Acid retention accelerates kidney damage through pathways promoting tubulointerstitial injury and fibrosis, and dietary acid load complicates the scenario further. These findings suggest that the gap observed in Japan is part of a wider international pattern.

Clinical Guidelines and Implementation Challenges

Clinical guidelines, including those from the Japanese Society of Nephrology, recommend monitoring metabolic complications of CKD and correcting acidosis to maintain serum bicarbonate at or above 22 mEq/L. Yet, as Tanaka’s study indicates, routine implementation is inconsistent within standard CKD management workflows.

Despite being inexpensive and widely available, serum bicarbonate measurement is not routinely integrated into CKD care.
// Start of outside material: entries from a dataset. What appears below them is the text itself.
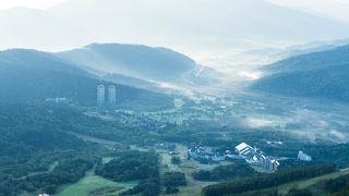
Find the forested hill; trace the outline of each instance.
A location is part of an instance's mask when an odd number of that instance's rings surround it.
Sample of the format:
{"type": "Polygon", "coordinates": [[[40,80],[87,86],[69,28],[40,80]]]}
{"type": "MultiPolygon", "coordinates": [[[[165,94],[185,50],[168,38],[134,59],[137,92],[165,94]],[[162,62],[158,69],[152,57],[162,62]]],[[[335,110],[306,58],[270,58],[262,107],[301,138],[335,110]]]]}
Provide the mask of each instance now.
{"type": "MultiPolygon", "coordinates": [[[[41,103],[67,97],[74,103],[96,105],[99,79],[56,56],[35,50],[0,52],[0,102],[41,103]]],[[[130,86],[117,85],[118,107],[130,110],[171,108],[172,98],[130,86]]]]}
{"type": "Polygon", "coordinates": [[[251,89],[349,101],[349,46],[293,57],[267,66],[251,89]]]}
{"type": "Polygon", "coordinates": [[[99,160],[99,147],[70,132],[98,123],[64,107],[0,105],[0,195],[53,194],[84,176],[99,160]]]}

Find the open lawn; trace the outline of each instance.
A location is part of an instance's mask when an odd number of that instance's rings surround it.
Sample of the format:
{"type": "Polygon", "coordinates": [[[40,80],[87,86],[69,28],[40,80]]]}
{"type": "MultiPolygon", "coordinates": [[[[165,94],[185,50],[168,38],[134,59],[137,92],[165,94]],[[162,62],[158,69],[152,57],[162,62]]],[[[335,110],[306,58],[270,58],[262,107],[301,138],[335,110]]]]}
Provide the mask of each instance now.
{"type": "Polygon", "coordinates": [[[137,182],[117,183],[98,175],[87,175],[63,188],[58,196],[111,196],[134,187],[137,182]]]}

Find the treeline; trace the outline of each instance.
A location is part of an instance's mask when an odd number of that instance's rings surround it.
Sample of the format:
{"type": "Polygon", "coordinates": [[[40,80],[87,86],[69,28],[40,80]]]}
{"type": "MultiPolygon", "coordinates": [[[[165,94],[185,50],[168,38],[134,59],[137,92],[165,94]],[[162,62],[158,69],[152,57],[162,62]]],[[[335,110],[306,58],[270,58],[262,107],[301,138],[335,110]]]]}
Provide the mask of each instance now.
{"type": "Polygon", "coordinates": [[[202,195],[219,196],[258,191],[263,188],[278,186],[280,184],[289,183],[292,181],[323,175],[326,173],[334,172],[335,170],[336,166],[334,164],[309,166],[304,168],[284,170],[272,174],[265,174],[262,176],[209,185],[203,188],[202,195]]]}
{"type": "Polygon", "coordinates": [[[68,111],[72,109],[0,105],[0,195],[55,193],[97,162],[100,148],[68,133],[76,126],[58,115],[68,111]],[[53,162],[59,164],[48,171],[53,162]]]}
{"type": "Polygon", "coordinates": [[[228,181],[237,177],[254,176],[255,172],[246,162],[237,161],[228,166],[218,166],[212,171],[200,170],[193,173],[193,177],[198,181],[228,181]]]}
{"type": "Polygon", "coordinates": [[[117,181],[141,180],[133,188],[121,195],[156,196],[160,194],[159,157],[153,151],[123,151],[118,158],[96,167],[96,174],[117,181]]]}

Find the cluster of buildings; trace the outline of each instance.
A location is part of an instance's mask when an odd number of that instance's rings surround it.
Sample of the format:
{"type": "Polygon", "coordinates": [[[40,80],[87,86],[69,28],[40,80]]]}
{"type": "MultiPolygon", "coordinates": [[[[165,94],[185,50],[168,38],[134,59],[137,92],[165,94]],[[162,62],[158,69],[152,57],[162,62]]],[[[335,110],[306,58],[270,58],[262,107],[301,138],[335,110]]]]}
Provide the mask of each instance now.
{"type": "Polygon", "coordinates": [[[108,86],[107,96],[106,87],[100,84],[97,86],[97,109],[99,112],[106,110],[115,111],[117,108],[117,87],[113,85],[108,86]]]}
{"type": "Polygon", "coordinates": [[[312,157],[308,154],[304,154],[303,151],[298,152],[297,160],[299,161],[312,161],[312,157]]]}
{"type": "Polygon", "coordinates": [[[65,105],[68,105],[68,103],[70,103],[70,102],[72,102],[72,100],[69,99],[69,98],[67,98],[67,97],[46,98],[45,101],[46,101],[46,102],[57,103],[57,105],[59,105],[59,103],[65,103],[65,105]]]}
{"type": "Polygon", "coordinates": [[[236,152],[250,164],[257,166],[265,170],[277,171],[280,163],[272,156],[266,156],[263,151],[252,146],[241,143],[236,147],[236,152]]]}
{"type": "Polygon", "coordinates": [[[219,155],[218,152],[208,152],[205,147],[200,146],[188,149],[188,157],[193,158],[194,160],[205,159],[215,162],[219,162],[226,159],[224,155],[219,155]]]}

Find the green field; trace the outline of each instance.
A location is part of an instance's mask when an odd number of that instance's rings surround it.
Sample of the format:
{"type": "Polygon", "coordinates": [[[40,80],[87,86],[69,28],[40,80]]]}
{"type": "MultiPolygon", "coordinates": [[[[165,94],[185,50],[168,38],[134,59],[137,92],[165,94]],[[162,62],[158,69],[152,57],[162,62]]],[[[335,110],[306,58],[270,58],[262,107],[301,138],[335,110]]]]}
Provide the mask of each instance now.
{"type": "Polygon", "coordinates": [[[297,189],[308,188],[308,187],[318,183],[320,181],[337,179],[338,176],[346,175],[346,174],[349,174],[349,169],[340,170],[338,172],[329,173],[329,174],[317,176],[314,179],[287,183],[287,184],[280,185],[278,187],[278,193],[280,195],[286,195],[292,188],[297,188],[297,189]]]}
{"type": "Polygon", "coordinates": [[[137,182],[117,183],[98,175],[87,175],[63,188],[57,196],[111,196],[134,187],[137,182]]]}

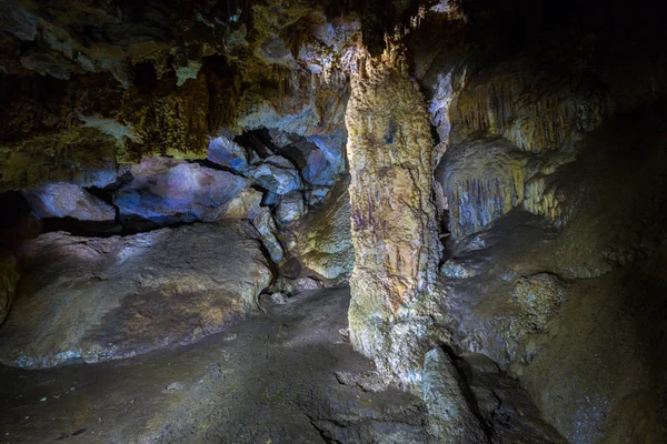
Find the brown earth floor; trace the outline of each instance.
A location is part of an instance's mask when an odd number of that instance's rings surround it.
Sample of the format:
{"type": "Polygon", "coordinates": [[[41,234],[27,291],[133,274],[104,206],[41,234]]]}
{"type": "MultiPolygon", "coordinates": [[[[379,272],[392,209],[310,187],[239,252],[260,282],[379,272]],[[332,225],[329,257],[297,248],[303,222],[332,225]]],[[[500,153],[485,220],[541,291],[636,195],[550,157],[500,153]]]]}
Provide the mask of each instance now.
{"type": "Polygon", "coordinates": [[[427,443],[417,397],[374,379],[348,289],[303,293],[189,346],[0,367],[0,443],[427,443]]]}

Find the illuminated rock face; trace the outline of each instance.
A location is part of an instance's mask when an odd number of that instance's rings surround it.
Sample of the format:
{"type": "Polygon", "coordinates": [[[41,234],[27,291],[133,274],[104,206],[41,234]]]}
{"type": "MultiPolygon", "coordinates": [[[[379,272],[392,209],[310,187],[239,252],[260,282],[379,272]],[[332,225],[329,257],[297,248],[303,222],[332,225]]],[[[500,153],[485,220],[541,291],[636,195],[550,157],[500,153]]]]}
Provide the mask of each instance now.
{"type": "Polygon", "coordinates": [[[126,238],[43,234],[21,249],[30,284],[2,325],[0,361],[98,362],[219,332],[271,282],[258,239],[242,221],[126,238]]]}
{"type": "Polygon", "coordinates": [[[347,285],[355,251],[350,236],[349,178],[341,176],[321,205],[291,230],[291,253],[308,272],[322,281],[347,285]]]}
{"type": "Polygon", "coordinates": [[[528,159],[504,139],[475,139],[451,148],[437,170],[455,239],[476,233],[524,202],[528,159]]]}
{"type": "Polygon", "coordinates": [[[34,215],[43,218],[73,218],[80,221],[113,221],[116,209],[69,183],[51,183],[23,193],[34,215]]]}
{"type": "Polygon", "coordinates": [[[249,185],[245,178],[169,158],[145,158],[113,203],[121,215],[170,222],[202,221],[249,185]]]}
{"type": "Polygon", "coordinates": [[[350,339],[380,372],[420,379],[427,325],[415,309],[432,290],[438,240],[432,139],[424,97],[400,69],[379,62],[352,83],[346,124],[355,269],[350,339]]]}

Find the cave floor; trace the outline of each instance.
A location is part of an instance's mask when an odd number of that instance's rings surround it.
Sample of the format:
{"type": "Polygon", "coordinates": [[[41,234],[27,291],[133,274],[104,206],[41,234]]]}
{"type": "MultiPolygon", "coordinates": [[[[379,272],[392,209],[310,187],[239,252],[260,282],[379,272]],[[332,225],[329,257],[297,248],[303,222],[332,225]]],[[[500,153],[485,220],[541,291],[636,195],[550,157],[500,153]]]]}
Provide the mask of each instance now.
{"type": "Polygon", "coordinates": [[[422,443],[419,398],[347,343],[348,289],[203,341],[46,371],[0,367],[0,443],[422,443]]]}

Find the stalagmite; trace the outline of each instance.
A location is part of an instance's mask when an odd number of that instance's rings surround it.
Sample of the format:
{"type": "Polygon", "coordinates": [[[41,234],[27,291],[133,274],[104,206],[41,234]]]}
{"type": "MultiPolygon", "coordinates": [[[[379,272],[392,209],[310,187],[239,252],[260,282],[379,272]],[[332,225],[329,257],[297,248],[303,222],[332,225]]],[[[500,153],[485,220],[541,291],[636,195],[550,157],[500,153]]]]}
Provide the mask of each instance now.
{"type": "Polygon", "coordinates": [[[398,54],[389,49],[367,60],[346,114],[355,246],[349,323],[355,347],[410,385],[424,357],[415,341],[426,331],[414,321],[435,282],[439,250],[429,115],[398,54]]]}

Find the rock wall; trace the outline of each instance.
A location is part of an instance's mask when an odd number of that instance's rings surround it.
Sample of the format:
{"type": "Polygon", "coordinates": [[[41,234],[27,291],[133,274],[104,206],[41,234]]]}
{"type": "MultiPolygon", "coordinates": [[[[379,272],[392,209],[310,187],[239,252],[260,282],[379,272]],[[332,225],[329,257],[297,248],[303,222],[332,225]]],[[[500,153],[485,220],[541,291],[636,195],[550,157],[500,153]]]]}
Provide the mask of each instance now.
{"type": "MultiPolygon", "coordinates": [[[[415,307],[432,290],[439,249],[424,97],[397,50],[354,79],[346,125],[355,269],[352,344],[402,383],[420,380],[415,307]]],[[[421,326],[417,326],[418,330],[421,326]]]]}
{"type": "Polygon", "coordinates": [[[349,178],[340,178],[321,205],[290,230],[288,241],[305,269],[300,273],[336,285],[347,285],[355,265],[348,185],[349,178]]]}

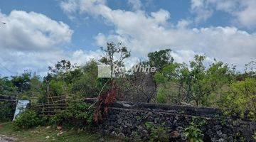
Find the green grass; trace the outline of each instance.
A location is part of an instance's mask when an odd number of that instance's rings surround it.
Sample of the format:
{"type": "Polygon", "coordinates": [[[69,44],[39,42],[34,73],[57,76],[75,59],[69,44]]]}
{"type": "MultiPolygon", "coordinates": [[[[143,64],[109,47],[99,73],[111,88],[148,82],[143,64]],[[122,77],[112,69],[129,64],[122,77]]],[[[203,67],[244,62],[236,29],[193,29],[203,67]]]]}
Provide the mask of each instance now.
{"type": "Polygon", "coordinates": [[[86,131],[62,130],[60,136],[56,127],[38,126],[28,130],[17,130],[11,122],[0,124],[0,134],[17,139],[17,141],[122,141],[117,138],[86,131]],[[48,138],[46,138],[49,136],[48,138]]]}

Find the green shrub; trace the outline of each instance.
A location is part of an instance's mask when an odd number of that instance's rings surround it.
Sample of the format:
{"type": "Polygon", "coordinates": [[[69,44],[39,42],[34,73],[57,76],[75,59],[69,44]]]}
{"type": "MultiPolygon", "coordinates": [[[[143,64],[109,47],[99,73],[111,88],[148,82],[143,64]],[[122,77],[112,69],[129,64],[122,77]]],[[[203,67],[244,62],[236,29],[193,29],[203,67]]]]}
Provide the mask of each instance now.
{"type": "Polygon", "coordinates": [[[149,141],[169,141],[167,130],[162,125],[155,125],[153,122],[146,122],[145,126],[149,131],[149,141]]]}
{"type": "Polygon", "coordinates": [[[21,129],[30,129],[41,124],[38,114],[31,109],[26,109],[20,114],[14,121],[14,125],[21,129]]]}
{"type": "Polygon", "coordinates": [[[0,102],[0,122],[9,121],[14,118],[15,106],[10,102],[0,102]]]}
{"type": "Polygon", "coordinates": [[[185,129],[185,136],[189,142],[203,142],[203,132],[194,124],[193,122],[185,129]]]}
{"type": "Polygon", "coordinates": [[[89,106],[90,104],[82,102],[73,104],[64,111],[51,116],[49,123],[64,126],[90,127],[93,124],[94,110],[92,108],[88,110],[89,106]]]}

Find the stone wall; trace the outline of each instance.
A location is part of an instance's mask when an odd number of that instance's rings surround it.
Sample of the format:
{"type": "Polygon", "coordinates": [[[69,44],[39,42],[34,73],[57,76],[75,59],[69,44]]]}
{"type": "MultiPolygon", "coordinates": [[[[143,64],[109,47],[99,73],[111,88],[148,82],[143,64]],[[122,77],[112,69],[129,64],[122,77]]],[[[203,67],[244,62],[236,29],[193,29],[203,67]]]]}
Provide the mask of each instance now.
{"type": "Polygon", "coordinates": [[[151,123],[166,130],[163,134],[169,141],[186,141],[184,129],[192,121],[203,131],[204,141],[255,141],[252,137],[255,123],[225,117],[220,110],[206,107],[117,102],[110,107],[99,129],[132,141],[148,141],[151,130],[146,124],[151,123]]]}

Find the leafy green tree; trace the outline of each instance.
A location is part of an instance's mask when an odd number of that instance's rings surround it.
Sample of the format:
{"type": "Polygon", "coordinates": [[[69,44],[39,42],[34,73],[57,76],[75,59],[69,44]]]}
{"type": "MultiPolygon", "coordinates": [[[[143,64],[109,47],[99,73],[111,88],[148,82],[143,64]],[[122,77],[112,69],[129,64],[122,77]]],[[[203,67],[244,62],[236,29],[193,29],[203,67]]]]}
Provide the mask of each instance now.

The primary barrier appears to be a lack of awareness and integration into routine practice.

Opportunities for Improvement

This situation presents a clear opportunity for systemic assessment of bicarbonate levels in CKD patients, which could significantly enhance the detection of metabolic acidosis. Early recognition could allow timely initiation of alkali therapy or dietary interventions, both promising strategies for slowing kidney function decline.

For clinicians and healthcare systems, these findings underscore an actionable quality improvement target: incorporating bicarbonate testing into standard CKD monitoring panels. As CKD prevalence rises globally, particularly in aging populations, closing this assessment gap by ensuring routine evaluation of metabolic complications could be a practical and scalable strategy to improve patient outcomes.

The study’s message is both straightforward and powerful: metabolic acidosis in CKD may be hidden in plain sight, not because it is uncommon, but because it is not consistently measured.